Share with your friends










Submit

Analytics Magazine

Online Banking Customers: Real-time fraud detection in the cloud

November/December 2014

Saurabh TandonBy Saurabh Tandon

This article explores how to detect fraud among online banking customers in near real time by running a combination of learning algorithms on a data set that includes customer transactions and demographic data. The article also explores how the “cloud environment” can be used to deploy these fraud detection algorithms in short order to meet computational demands at a fraction of the cost it otherwise takes in setting up traditional data centers, and acquiring and codifying new hardware and networks.

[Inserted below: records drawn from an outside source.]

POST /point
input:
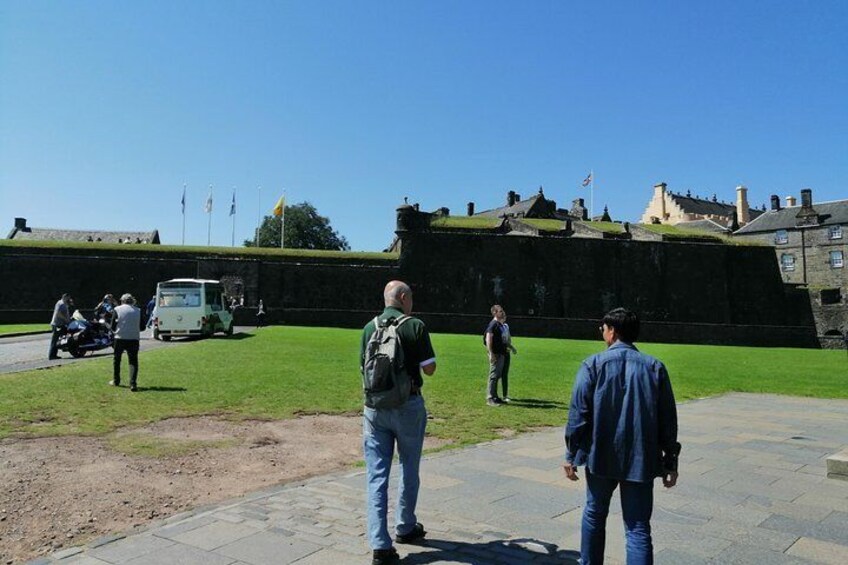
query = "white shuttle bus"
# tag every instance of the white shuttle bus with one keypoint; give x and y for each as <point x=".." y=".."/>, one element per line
<point x="190" y="307"/>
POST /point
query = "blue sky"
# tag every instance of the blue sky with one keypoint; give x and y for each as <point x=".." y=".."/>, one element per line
<point x="108" y="108"/>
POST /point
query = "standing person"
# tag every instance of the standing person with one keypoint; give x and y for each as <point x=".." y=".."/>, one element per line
<point x="509" y="350"/>
<point x="127" y="324"/>
<point x="622" y="425"/>
<point x="496" y="351"/>
<point x="383" y="428"/>
<point x="59" y="323"/>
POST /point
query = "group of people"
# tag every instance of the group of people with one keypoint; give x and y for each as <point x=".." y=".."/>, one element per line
<point x="123" y="317"/>
<point x="622" y="427"/>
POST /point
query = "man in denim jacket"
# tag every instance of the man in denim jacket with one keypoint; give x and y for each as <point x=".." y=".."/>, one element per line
<point x="622" y="425"/>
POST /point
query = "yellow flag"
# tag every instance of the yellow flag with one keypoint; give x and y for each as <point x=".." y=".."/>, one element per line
<point x="278" y="209"/>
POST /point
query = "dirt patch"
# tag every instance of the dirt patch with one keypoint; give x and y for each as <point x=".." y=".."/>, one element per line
<point x="60" y="492"/>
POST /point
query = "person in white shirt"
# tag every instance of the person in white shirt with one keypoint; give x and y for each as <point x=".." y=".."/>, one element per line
<point x="126" y="322"/>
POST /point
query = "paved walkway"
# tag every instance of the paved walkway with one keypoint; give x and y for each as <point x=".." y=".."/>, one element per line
<point x="752" y="490"/>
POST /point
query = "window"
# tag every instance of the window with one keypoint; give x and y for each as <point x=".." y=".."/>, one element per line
<point x="787" y="262"/>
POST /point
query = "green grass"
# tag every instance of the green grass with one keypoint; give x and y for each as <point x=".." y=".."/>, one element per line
<point x="23" y="328"/>
<point x="281" y="372"/>
<point x="466" y="222"/>
<point x="148" y="249"/>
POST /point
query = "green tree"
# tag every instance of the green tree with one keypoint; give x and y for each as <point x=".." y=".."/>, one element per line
<point x="305" y="229"/>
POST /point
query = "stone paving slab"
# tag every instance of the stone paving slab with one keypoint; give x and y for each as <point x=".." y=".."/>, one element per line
<point x="753" y="489"/>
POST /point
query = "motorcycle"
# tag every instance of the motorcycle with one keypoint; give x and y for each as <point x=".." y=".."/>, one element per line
<point x="83" y="336"/>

Real-time decision-making is becoming increasingly valuable with the advancement of data collection and analytical techniques. Due to the increase in data processing speeds, the classical data warehousing model is moving toward a real-time model. Cloud-based platforms enable the rapid development and deployment of applications, thereby reducing the lag between data acquisition and actionable insight. Put differently, the creation-to-consumption cycle is becoming shorter, which enables corporations to experiment and iterate with their business hypothesis much more quickly. Some examples of such applications include:

  • A product company getting real-time feedback for its new releases using data from social media in real-time, post-product launch.
  • Real-time recommendations for food and entertainment based on a customer’s location.
  • Traffic signal operations based on real-time information of traffic volumes.
  • E-commerce websites and credit firms detecting customer transactions being authentic or fraudulent in real time.
  • Providing more targeted coupons based on customers recent purchases and location.

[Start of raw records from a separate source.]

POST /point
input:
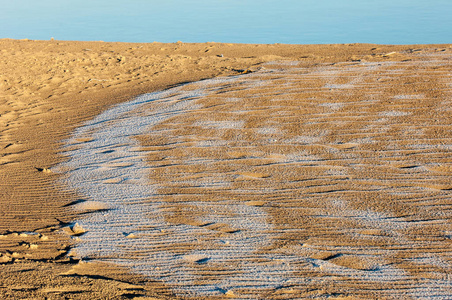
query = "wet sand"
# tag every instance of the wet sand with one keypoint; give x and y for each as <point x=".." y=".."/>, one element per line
<point x="391" y="162"/>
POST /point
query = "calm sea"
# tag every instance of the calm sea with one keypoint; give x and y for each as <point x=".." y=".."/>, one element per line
<point x="234" y="21"/>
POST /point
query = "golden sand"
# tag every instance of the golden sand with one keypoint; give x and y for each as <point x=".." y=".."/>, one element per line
<point x="48" y="88"/>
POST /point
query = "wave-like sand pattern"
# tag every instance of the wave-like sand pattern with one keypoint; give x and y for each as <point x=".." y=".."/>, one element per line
<point x="287" y="181"/>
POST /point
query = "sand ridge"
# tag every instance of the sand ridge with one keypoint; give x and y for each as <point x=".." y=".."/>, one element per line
<point x="49" y="87"/>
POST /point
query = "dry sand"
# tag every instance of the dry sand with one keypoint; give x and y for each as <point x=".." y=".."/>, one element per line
<point x="391" y="162"/>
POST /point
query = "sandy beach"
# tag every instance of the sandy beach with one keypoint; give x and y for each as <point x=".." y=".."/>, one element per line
<point x="338" y="155"/>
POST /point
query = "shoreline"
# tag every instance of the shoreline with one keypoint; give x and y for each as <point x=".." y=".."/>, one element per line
<point x="51" y="87"/>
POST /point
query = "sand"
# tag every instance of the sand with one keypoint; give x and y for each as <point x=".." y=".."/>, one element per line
<point x="370" y="125"/>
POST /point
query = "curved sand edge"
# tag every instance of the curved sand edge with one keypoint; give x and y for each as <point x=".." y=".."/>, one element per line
<point x="48" y="88"/>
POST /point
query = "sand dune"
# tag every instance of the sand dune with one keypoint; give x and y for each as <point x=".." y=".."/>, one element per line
<point x="336" y="156"/>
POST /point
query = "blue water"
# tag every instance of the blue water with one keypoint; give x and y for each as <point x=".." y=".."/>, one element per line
<point x="234" y="21"/>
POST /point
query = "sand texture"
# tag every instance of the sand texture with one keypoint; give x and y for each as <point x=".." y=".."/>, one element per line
<point x="316" y="171"/>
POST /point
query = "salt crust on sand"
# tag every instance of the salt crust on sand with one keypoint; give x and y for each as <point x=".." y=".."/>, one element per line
<point x="111" y="168"/>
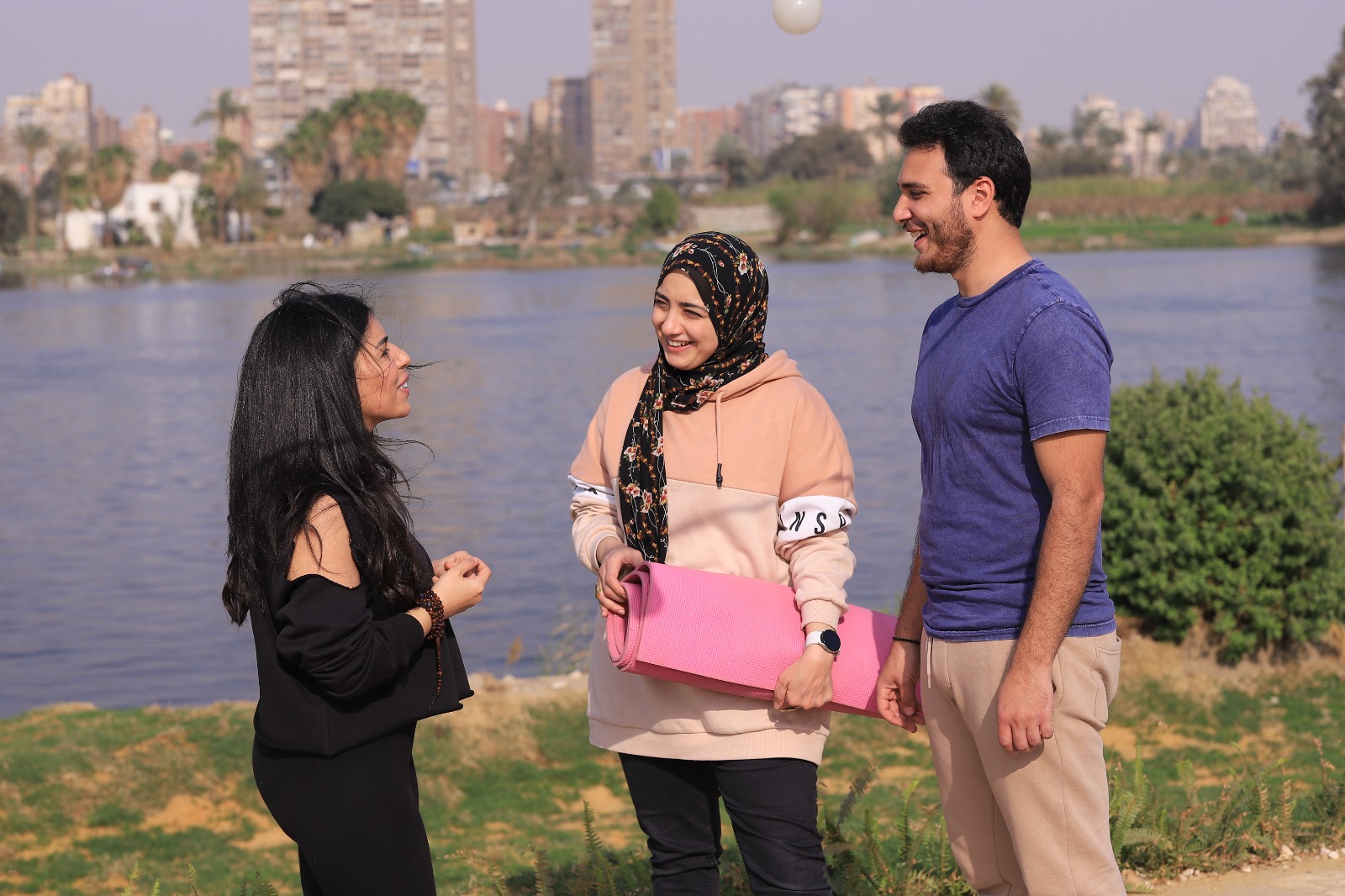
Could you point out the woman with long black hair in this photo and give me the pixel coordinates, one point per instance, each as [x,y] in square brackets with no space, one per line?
[349,614]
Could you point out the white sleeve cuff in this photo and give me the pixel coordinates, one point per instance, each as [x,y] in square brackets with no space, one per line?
[810,515]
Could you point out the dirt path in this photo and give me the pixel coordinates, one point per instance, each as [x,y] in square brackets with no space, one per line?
[1313,876]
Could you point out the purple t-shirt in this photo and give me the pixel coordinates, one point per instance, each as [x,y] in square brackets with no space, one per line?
[1024,360]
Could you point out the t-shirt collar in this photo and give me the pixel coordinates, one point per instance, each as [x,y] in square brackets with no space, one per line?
[970,302]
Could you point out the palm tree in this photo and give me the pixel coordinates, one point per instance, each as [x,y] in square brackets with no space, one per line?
[222,112]
[1001,98]
[309,155]
[69,156]
[33,139]
[887,108]
[222,174]
[373,132]
[109,175]
[1150,127]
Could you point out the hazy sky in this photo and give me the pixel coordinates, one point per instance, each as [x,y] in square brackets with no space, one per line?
[1153,54]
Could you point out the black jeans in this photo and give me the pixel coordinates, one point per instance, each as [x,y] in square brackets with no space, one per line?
[771,802]
[356,817]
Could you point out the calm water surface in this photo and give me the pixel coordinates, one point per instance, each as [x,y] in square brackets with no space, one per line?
[118,403]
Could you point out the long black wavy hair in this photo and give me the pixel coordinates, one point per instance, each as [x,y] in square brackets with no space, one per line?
[299,434]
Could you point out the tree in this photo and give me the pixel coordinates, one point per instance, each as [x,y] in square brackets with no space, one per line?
[1001,98]
[1149,128]
[11,215]
[538,175]
[66,159]
[1221,510]
[887,108]
[109,175]
[731,158]
[33,140]
[307,152]
[224,111]
[161,170]
[347,201]
[1327,116]
[831,151]
[222,174]
[662,212]
[372,134]
[1049,139]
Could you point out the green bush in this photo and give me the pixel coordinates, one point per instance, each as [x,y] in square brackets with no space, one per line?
[347,201]
[662,212]
[1221,509]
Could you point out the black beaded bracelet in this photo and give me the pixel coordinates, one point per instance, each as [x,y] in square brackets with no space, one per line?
[430,603]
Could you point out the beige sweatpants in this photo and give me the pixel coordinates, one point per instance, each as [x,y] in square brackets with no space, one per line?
[1031,824]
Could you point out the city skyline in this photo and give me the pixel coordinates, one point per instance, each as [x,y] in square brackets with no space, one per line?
[1154,57]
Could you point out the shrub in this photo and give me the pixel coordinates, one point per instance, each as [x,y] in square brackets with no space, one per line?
[1221,509]
[662,212]
[349,201]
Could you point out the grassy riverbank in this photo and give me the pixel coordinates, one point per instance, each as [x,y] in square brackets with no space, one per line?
[1230,774]
[293,262]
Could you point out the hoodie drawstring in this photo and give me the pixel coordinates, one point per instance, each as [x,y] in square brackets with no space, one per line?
[719,445]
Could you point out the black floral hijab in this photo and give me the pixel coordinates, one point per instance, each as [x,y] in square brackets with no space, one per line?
[735,288]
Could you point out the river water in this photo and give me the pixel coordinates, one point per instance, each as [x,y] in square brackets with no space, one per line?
[118,403]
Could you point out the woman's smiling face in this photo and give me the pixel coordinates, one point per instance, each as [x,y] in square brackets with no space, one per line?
[683,323]
[382,378]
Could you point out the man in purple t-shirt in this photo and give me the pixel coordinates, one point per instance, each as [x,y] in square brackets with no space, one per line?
[1006,620]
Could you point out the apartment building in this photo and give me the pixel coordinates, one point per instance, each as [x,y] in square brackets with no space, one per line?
[306,54]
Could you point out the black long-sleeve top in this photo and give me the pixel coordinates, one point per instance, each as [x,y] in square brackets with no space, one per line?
[340,667]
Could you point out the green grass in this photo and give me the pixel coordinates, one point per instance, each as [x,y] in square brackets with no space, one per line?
[1205,777]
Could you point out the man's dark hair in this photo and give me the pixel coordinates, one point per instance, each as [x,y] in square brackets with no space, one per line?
[977,143]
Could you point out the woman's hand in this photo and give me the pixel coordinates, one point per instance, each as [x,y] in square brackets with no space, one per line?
[461,586]
[614,561]
[807,683]
[444,564]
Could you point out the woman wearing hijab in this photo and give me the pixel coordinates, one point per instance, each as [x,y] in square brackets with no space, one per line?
[719,456]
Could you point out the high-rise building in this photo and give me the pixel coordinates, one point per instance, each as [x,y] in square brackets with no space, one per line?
[497,129]
[1227,116]
[64,108]
[699,131]
[634,87]
[782,112]
[306,54]
[920,96]
[858,111]
[143,140]
[107,129]
[569,105]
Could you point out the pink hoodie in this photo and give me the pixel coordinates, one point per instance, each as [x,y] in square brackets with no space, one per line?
[782,515]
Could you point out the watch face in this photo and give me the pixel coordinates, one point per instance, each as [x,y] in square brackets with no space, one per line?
[831,640]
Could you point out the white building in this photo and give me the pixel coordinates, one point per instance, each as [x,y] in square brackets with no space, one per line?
[156,208]
[1227,118]
[782,112]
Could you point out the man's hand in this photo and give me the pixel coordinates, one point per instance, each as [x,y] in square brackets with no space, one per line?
[1026,700]
[898,698]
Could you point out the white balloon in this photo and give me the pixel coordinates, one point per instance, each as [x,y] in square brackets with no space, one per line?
[798,17]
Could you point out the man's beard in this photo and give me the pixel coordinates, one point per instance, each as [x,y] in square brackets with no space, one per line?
[954,244]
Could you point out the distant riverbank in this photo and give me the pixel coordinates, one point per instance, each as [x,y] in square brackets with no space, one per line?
[331,262]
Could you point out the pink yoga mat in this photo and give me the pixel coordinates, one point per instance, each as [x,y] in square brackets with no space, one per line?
[736,635]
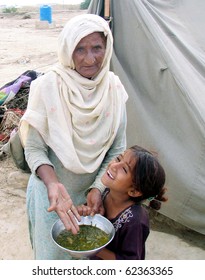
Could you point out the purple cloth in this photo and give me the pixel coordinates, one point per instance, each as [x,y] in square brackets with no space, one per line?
[131,232]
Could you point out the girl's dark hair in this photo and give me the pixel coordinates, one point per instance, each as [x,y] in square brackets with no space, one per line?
[149,177]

From a technology architecture perspective, a cloud-based ecosystem can enable users to build an application that detects, in real time, fraudulent customers based on their demographic information and prior financial history. Multiple algorithms help detect fraud, and the output is aggregated to improve prediction accuracy.

But Why Use the Cloud?

A system that allows the development of applications capable of churning out results in real-time needs multiple services running in tandem and is highly resource intensive. By deploying the system in the cloud, maintenance and load balancing of the system can be handled efficiently and cost effectively. In fact, most cloud systems function as “pay as you go” and only charge the user for actual usage vs. maintenance and monitoring costs. “Intelligent” cloud systems also provide recommendations to users to dial up/down resources available to run the fraud detection algorithms without worrying about the data-engineering layer.

Since multiple algorithms are run on the same data to enable fraud detection, a real-time agent paradigm is needed to run the algorithms. An agent is an autonomous entity that may expect inputs and send outputs after performing a set of instructions. In a real-time system, these agents are wired together with directed connections to form an agency. An agent typically has two behaviors: cyclic and triggered. Cyclic agents, as the name suggests, run continuously in a loop and do not need any input. These are usually the first agents in an agency and are used for streaming data to the agency by connecting to an external real-time data source. In short their tasks are “well-defined and repetitive.”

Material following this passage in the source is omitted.